Evaluating climate change adaptation measures for a Mediterranean Watershed with stakeholder engagement

19:00 Tuesday 28 May




Elias Giannakis (Cyprus) 1; Christos Zoumides (Cyprus) 1; Adriana Bruggeman (Cyprus) 2; Marios Mouskountis (Cyprus) 3; Ayis Iacovides (Cyprus) 4,5

1 - Associate Research Scientist; 2 - Associate Professor; 3 - Geologist, Environmental Hydrogeologist; 4 - Civil / Environmental Engineer; 5 - Environmental Management Expert

Climate change projections estimate an increase in water scarcity and drought episodes in the Mediterranean region. This study aims to identify and evaluate adaptation measures for minimizing climate-related water supply risks and reducing vulnerabilities of rural communities in semi-arid regions. Within the framework of the BINGO (Bringing INnovation to onGOing water management) project, a climate risk management process was undertaken with local and national stakeholders in Peristerona Watershed, Cyprus. The analysis focuses on the two main water uses, namely, domestic water supply and irrigation.

The main hazards for both sectors are the reduced stream flows and the resulting decrease in groundwater recharge, caused by the reduction and increased variability of precipitation. Risk treatment measures were formulated in cooperation with the risk owners for the domestic water supply and agricultural sectors, i.e., the community councils and irrigation associations, with support from government officers, through two participatory workshops. The adaptation measures to ensure the continuity of water supply to rural households for domestic use include: (a) the expansion of the water desalination distribution pipeline network, and (b) the proper maintenance of groundwater recharge check dams.

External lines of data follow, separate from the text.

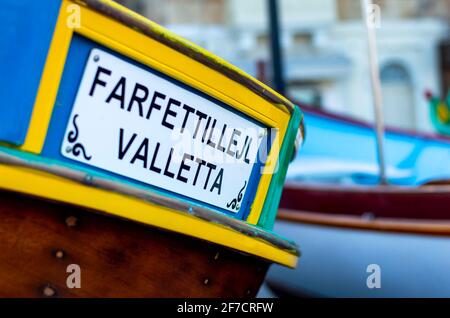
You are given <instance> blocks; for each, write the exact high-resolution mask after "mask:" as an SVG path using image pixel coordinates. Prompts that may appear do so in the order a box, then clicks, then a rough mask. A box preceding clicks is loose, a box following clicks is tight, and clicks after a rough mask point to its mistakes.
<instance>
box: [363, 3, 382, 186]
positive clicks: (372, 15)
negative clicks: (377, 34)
mask: <svg viewBox="0 0 450 318" xmlns="http://www.w3.org/2000/svg"><path fill="white" fill-rule="evenodd" d="M361 6H362V10H363V18H365V24H366V29H367V40H368V45H369V46H368V48H369V64H370V75H371V82H372V95H373V105H374V113H375V130H376V143H377V158H378V165H379V170H380V184H387V178H386V166H385V161H384V147H383V144H384V142H383V140H384V124H383V98H382V93H381V82H380V73H379V67H378V53H377V38H376V32H375V29H376V27H377V23H378V21H377V20H376V19H378V18H379V16H377V14H379V12H377V8H376V7H375V6H374V5H373V3H372V0H361Z"/></svg>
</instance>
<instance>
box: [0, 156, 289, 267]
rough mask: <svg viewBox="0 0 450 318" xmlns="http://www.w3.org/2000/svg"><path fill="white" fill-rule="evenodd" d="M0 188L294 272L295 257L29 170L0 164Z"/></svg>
mask: <svg viewBox="0 0 450 318" xmlns="http://www.w3.org/2000/svg"><path fill="white" fill-rule="evenodd" d="M0 188H3V189H7V190H12V191H17V192H21V193H26V194H29V195H33V196H39V197H45V198H48V199H52V200H57V201H61V202H65V203H69V204H73V205H77V206H81V207H85V208H90V209H96V210H100V211H102V212H105V213H109V214H111V215H114V216H118V217H122V218H126V219H129V220H133V221H137V222H140V223H144V224H147V225H152V226H156V227H159V228H163V229H167V230H170V231H173V232H177V233H181V234H185V235H189V236H192V237H196V238H199V239H203V240H207V241H209V242H212V243H216V244H220V245H222V246H226V247H229V248H233V249H237V250H239V251H241V252H245V253H248V254H251V255H254V256H258V257H261V258H264V259H267V260H269V261H271V262H275V263H279V264H281V265H285V266H288V267H292V268H294V267H295V266H296V263H297V259H298V257H297V256H295V255H293V254H291V253H288V252H287V251H284V250H281V249H279V248H277V247H275V246H272V245H270V244H268V243H266V242H263V241H262V240H259V239H257V238H252V237H249V236H246V235H244V234H241V233H239V232H237V231H234V230H231V229H229V228H226V227H224V226H222V225H219V224H214V223H211V222H207V221H204V220H200V219H197V218H194V217H192V216H189V215H188V214H183V213H180V212H177V211H175V210H172V209H169V208H166V207H161V206H157V205H153V204H151V203H149V202H146V201H143V200H139V199H137V198H132V197H127V196H125V195H121V194H117V193H114V192H109V191H105V190H101V189H96V188H92V187H88V186H85V185H82V184H79V183H76V182H74V181H71V180H67V179H64V178H61V177H57V176H54V175H51V174H49V173H46V172H39V171H35V170H32V169H29V168H23V167H12V166H8V165H2V164H0Z"/></svg>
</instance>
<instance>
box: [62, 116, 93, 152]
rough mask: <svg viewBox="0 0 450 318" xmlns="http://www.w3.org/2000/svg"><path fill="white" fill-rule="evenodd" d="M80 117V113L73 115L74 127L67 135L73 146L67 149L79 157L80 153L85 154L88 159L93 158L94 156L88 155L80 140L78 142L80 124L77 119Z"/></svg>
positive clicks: (68, 147)
mask: <svg viewBox="0 0 450 318" xmlns="http://www.w3.org/2000/svg"><path fill="white" fill-rule="evenodd" d="M77 118H78V114H76V115H75V116H73V119H72V125H73V129H72V130H71V131H70V132H69V135H68V136H67V141H68V142H69V143H71V144H73V145H72V147H70V146H69V147H67V149H66V151H67V152H69V153H70V152H71V153H72V154H73V155H74V156H75V157H78V156H79V155H80V154H82V155H83V157H84V159H86V160H88V161H89V160H91V159H92V156H88V155H87V154H86V149H84V146H83V144H81V143H80V142H77V139H78V125H77V122H76V120H77Z"/></svg>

The risk treatment options for matching irrigation water demand with available water supply and reduce water losses for the agricultural sector include: (a) the adoption of irrigation scheduling decision support technologies, and (b) the use of treated sewage water for irrigation. A combination of cost-effectiveness and multi-criteria approaches will analyse the economic and societal impact of the selected measures. The cost-effectiveness will provide valuable information to risk owners and decision makers whether a measure is disproportionately costly or expensive, thus resulting in a better informed risk management, while the multi-criteria analysis will link stakeholders’ knowledge about the watershed with their preferences for measures to adapt water resources management to future conditions.